The example of the experimental oncologist who wonders whether the crazy theories of mathematics might make sense after all – e.g. random wanderings on networks for cancer diagnosis – has so far only been anecdotally documented and will nevertheless be the norm rather than the exception in the future. However, the digital transformation demands everything from leaders. They cannot control directly, must be multidisciplinarily versed, must analyse the changes in value perspectives with ethnographic precision and must intervene skilfully in such a way that the appropriation of the digital tools happens by itself. Precise blurring is just as important as social altruism and a great deal of curiosity.
Our research and engagement
Research at BFH is concerned with various aspects of digital health: firstly, the provision of data; secondly, value perspectives, appropriation practices, quality standards, control tools and narratives; and thirdly, leadership interventions in the complex ecosystem. We conduct qualitative empirical and design science research, focusing on systems modelling and enterprise architectures.

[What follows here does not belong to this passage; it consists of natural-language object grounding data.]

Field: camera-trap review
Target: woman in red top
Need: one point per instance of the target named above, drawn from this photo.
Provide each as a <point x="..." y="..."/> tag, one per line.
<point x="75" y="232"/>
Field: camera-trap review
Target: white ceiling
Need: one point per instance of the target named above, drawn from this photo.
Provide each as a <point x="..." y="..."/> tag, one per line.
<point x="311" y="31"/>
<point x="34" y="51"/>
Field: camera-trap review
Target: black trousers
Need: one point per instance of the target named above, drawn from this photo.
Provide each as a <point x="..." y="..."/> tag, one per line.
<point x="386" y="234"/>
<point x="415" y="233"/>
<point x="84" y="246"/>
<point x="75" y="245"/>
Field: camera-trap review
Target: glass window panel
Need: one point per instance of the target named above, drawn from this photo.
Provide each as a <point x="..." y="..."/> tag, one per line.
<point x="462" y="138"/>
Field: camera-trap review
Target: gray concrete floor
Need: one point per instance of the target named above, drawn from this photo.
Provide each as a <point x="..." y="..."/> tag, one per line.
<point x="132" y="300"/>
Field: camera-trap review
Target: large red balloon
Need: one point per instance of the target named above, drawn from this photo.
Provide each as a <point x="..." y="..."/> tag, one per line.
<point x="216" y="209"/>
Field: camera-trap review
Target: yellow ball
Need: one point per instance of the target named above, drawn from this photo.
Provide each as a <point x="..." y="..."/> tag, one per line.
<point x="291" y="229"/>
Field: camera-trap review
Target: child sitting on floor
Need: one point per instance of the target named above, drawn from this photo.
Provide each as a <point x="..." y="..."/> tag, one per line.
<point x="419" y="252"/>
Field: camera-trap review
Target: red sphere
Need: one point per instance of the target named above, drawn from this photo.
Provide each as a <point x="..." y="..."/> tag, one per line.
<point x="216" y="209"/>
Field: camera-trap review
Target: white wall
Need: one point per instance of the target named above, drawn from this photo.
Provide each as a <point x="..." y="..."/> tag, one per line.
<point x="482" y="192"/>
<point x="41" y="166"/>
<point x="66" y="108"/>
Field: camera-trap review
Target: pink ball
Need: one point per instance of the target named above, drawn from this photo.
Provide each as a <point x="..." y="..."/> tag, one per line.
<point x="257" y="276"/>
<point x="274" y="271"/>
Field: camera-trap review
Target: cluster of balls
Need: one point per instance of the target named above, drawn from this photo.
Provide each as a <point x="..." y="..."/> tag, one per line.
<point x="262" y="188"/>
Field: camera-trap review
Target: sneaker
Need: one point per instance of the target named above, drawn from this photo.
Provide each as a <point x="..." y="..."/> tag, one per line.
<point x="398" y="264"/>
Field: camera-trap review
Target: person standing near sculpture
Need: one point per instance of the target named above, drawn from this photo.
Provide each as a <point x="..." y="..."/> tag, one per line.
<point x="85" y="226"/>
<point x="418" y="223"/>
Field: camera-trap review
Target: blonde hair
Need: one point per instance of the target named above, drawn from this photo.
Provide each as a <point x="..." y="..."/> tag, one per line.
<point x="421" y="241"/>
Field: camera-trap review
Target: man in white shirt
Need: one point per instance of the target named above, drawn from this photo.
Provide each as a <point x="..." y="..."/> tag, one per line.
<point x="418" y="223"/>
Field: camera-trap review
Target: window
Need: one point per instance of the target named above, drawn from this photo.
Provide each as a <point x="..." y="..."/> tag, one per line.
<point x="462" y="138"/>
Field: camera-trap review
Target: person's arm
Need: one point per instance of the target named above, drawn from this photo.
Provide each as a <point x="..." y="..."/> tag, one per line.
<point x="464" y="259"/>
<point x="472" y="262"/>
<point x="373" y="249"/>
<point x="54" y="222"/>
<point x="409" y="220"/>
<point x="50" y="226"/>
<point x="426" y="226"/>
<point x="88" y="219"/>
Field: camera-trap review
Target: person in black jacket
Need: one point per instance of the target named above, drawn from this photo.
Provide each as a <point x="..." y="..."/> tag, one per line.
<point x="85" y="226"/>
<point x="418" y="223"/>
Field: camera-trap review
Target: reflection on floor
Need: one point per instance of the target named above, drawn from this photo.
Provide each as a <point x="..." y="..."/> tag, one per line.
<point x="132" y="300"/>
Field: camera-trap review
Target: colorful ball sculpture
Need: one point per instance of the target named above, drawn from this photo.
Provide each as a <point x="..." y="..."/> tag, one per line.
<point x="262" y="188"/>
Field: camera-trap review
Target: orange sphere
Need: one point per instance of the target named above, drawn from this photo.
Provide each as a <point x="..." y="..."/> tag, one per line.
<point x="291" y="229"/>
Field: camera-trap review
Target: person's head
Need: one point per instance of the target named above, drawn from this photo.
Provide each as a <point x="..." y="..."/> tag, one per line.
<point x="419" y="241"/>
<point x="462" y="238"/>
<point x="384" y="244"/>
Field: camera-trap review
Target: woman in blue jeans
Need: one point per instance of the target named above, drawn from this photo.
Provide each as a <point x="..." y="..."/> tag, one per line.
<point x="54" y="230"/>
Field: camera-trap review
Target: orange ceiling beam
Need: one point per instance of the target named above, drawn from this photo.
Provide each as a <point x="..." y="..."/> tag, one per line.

At the same time, we are directly involved in practical projects as scientific facilitators and organise workshops, symposia and stakeholder discussions – with partners and colleagues from the BFH (Health), Switzerland (including Spitex Bern, Sitic.org), Austria and the Scandinavian countries. The 5th Praevenire Digital Health Symposium in Vienna was particularly exciting, as was the exchange with Finns, Austrians and Germans on the EU regulation of the Health Data Space at IRIS in Salzburg. The Finns in particular, of whom the Chancellor of Justice was one of the participants, are quite a bit ahead of us in terms of experience with secondary data use. That is what makes them so interesting for us. Because we want to learn from good practices worldwide.